The basics of Log Aggregation on Kubernetes

The basics of Log Aggregation on Kubernetes

In Kubernetes cluster tutorial, we'll explore the absolute basics of log aggregation on Kubernetes. Learn how to achieve scalable logging in your Kubernetes cluster with this straightforward tutorial.

The simplest possible starting point for scalable logging on your Kubernetes cluster

So you’re the proud new owner of a Kubernetes cluster and you have some microservices deployed to it. Now, if only you knew what the heck they were all doing.

Implementing log aggregation is an imperative in the world of microservices.

Things can get out of hand quickly — as our application grows, it’s easy to become overwhelmed trying to figure out what’s going on.

You’ve probably read other blog posts on this subject.

They are usually about Fluentd and Elasticsearch. That seems to be the default solution, but the setup is usually overly complicated and difficult.

What if you want to understand what’s going on under the hood? Good luck with that. What if you’d prefer a light-weight solution? Try again.

In this blog post, we’ll explore what it takes to build your own Kubernetes log aggregator.

We’ll look at an example Node.js microservice called Loggy that is designed to forward logs from Kubernetes to an external log collector.

This won’t be enterprise-ready, but there’s no reason we can’t achieve that later.

For the moment, we’ll focus on building something that’s suitable for a small application (possibly an MVP) and along the way we’ll learn about Kubernetes logging architecture and DaemonSets.

Logging architecture

How does logging work in Kubernetes?

Figure 1 gives you a graphical depiction.

We have a Kubernetes cluster with multiple nodes. Each node runs multiple containers (themselves each contained within a Pod.

Our microservices application is composed of all the containers across the whole cluster. Each container produces its own output, which is automatically collected by Kubernetes and stored on the node.

We need a log aggregation system to merge these log files and forward the output to an external log collector.

A conceptual illustration of a Kubernetes cluster Figure 1: A conceptual log aggregation system on Kubernetes

We can implement such a system on Kubernetes using a DaemonSet. This is how we’ll run our Loggy microservice on every node and from there give it access to the node’s accumulated log files.

Figure 2 shows how the output from each container is collected to separate log files that are then picked up by Loggy:

Figure 2: Our log aggregator microservice (Loggy) can access the logs from every container running on the node

Getting the example code

Example code for this blog post is available on GitHub at

The example code is designed for you to replicate the results in this blog post.
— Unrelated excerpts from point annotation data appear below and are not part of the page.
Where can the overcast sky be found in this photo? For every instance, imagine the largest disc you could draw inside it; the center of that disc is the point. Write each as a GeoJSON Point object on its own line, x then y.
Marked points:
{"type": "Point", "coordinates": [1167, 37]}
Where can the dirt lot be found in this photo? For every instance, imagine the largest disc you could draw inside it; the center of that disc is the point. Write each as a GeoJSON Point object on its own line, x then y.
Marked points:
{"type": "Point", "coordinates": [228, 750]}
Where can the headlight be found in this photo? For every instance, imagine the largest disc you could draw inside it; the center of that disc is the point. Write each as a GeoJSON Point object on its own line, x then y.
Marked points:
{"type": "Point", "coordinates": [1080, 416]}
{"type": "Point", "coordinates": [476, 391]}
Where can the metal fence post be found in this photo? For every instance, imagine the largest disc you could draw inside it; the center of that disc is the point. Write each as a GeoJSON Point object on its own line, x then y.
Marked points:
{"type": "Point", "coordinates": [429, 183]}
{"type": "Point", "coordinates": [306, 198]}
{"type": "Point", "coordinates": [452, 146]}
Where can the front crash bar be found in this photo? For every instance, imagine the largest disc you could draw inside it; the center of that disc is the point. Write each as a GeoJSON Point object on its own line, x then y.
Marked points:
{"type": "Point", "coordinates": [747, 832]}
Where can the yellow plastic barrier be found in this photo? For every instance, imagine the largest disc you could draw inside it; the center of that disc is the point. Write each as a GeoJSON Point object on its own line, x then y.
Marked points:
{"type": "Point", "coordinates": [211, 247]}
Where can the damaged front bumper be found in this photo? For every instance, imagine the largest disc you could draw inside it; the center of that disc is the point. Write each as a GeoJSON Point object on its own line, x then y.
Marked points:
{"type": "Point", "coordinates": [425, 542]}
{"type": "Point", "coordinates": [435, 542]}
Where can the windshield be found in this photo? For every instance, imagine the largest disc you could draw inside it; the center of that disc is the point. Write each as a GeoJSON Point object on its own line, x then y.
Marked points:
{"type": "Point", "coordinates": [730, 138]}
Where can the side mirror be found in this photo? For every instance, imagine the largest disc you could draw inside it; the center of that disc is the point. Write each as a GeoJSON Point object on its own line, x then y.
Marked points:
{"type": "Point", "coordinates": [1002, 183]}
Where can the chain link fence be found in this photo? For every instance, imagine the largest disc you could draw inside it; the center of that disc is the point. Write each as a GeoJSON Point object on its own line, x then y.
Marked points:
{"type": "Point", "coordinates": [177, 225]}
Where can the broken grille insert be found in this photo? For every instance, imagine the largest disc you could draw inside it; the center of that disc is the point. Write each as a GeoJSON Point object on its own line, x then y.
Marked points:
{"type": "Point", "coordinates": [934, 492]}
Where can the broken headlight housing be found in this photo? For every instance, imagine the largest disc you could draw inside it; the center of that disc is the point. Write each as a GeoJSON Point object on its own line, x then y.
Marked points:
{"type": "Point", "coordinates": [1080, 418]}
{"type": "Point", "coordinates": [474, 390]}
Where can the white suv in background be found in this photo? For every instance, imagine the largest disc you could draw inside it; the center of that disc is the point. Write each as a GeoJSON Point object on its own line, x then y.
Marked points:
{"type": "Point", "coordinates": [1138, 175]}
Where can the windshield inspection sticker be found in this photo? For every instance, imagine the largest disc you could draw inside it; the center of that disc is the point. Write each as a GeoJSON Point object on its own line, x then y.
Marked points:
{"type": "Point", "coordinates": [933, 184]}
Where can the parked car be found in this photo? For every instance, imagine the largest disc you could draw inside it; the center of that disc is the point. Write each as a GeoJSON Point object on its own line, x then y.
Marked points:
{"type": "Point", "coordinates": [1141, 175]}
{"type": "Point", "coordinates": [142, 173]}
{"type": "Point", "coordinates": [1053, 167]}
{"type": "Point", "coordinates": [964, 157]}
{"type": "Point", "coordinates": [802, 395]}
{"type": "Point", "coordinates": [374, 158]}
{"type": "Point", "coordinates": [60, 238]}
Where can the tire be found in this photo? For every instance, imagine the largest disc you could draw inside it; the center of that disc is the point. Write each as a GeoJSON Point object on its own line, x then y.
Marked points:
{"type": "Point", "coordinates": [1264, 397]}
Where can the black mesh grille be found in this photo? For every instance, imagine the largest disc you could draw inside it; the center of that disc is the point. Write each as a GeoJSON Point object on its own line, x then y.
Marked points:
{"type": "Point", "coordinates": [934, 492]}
To follow along you’ll need:

  • A Kubernetes cluster to experiment on (preferably not your company’s production cluster).
  • A Linux-style terminal to run commands from.
  • I use Ubuntu Linux,
  • MacOS should work, also
  • Git Bash on Windows
  • Docker installed so you are ready to build and push images.
  • Kubectl installed and authenticated so you are ready to interact with your cluster.

Basic logging

If you have not already tried the more basic approaches to logging with Kubernetes, you should try them first before delving into more advanced log aggregation.

If you are already setup to use the Kubernetes dashboard, that’s probably the simplest way to view recent logs from any pod.

Otherwise, use the kubectl logs command to pull logging from any pod:

kubectl logs <pod-name>

These basic approaches are a good starting point. You can get a lot of mileage with them in the early days of building your application on Kubernetes.

Sooner or later, though, you’ll want to aggregate your logs into a single place where it’s easy to view and search them.

Something to log

Before we can experiment with log aggregation, we need to have a container running and generating output.

Listing 1 is a YAML file that deploys a counter pod to Kubernetes. This creates a container that generates a continuous stream of output.

Listing 1: YAML for a Kubernetes counter pod to generate output

apiVersion: v1
    kind: Pod
      name: counter
      - name: count
        image: busybox
        args: [/bin/sh, -c,
                'i=0; while true; do echo "$i: $(date)"; i=$((i+1)); sleep 1; done']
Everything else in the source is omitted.